JPMorgan analyst Brian Essex warns that this exposure could significantly impact the company's margins.

Fortinet's Taiwan Exposure Creates Headwinds

According to Essex, Fortinet manufactures approximately 95% of its hardware in Taiwan, making it highly susceptible to tariffs imposed on the region. His calculations suggest that the company could face incremental tariff costs of roughly $40 million, translating to a 60bps impact on margins.

While Fortinet could mitigate some of this impact by raising prices or shifting manufacturing to other locations, the competitive landscape may shift in favor of domestic peers like Cisco Systems Inc (NASDAQ:CSCO).

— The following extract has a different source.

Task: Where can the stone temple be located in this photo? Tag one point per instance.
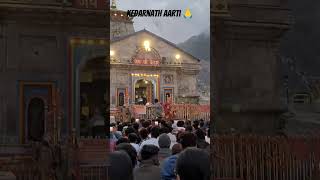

Read Also: Is Fortinet Gaining or Losing Market Support?

Check Point, Palo Alto Networks Appear More Insulated

Essex notes that Check Point Software Technologies Ltd (NASDAQ:CHKP) faces relatively negligible tariff exposure, as only 10% of its Bill of Materials (BOM) comes from China, and its U.S. revenue exposure is around 35%.

Meanwhile, Palo Alto Networks Inc (NASDAQ:PANW) has proactively addressed tariff risks by shifting contract manufacturing to Texas and reducing its reliance on Chinese components.

As a result, Essex sees the tariff impact on Palo Alto's margins as minimal.

Investor Concerns, Competitive Implications

Essex highlights that investors have been closely watching Fortinet's exposure to Taiwan and other regions, such as Canada and Mexico.

However, these countries are not currently subject to the latest tariffs, which provides some relief. Still, the competitive implications remain, as companies with less exposure to affected regions may gain an advantage.

Uncertain Path Forward

While the full impact of the tariffs is yet to be determined, Essex stresses that Fortinet's exposure is notably higher than that of its peers. He cautions that further supply chain adjustments or price increases may be necessary to offset these pressures, making the coming quarters critical for investors tracking the stock.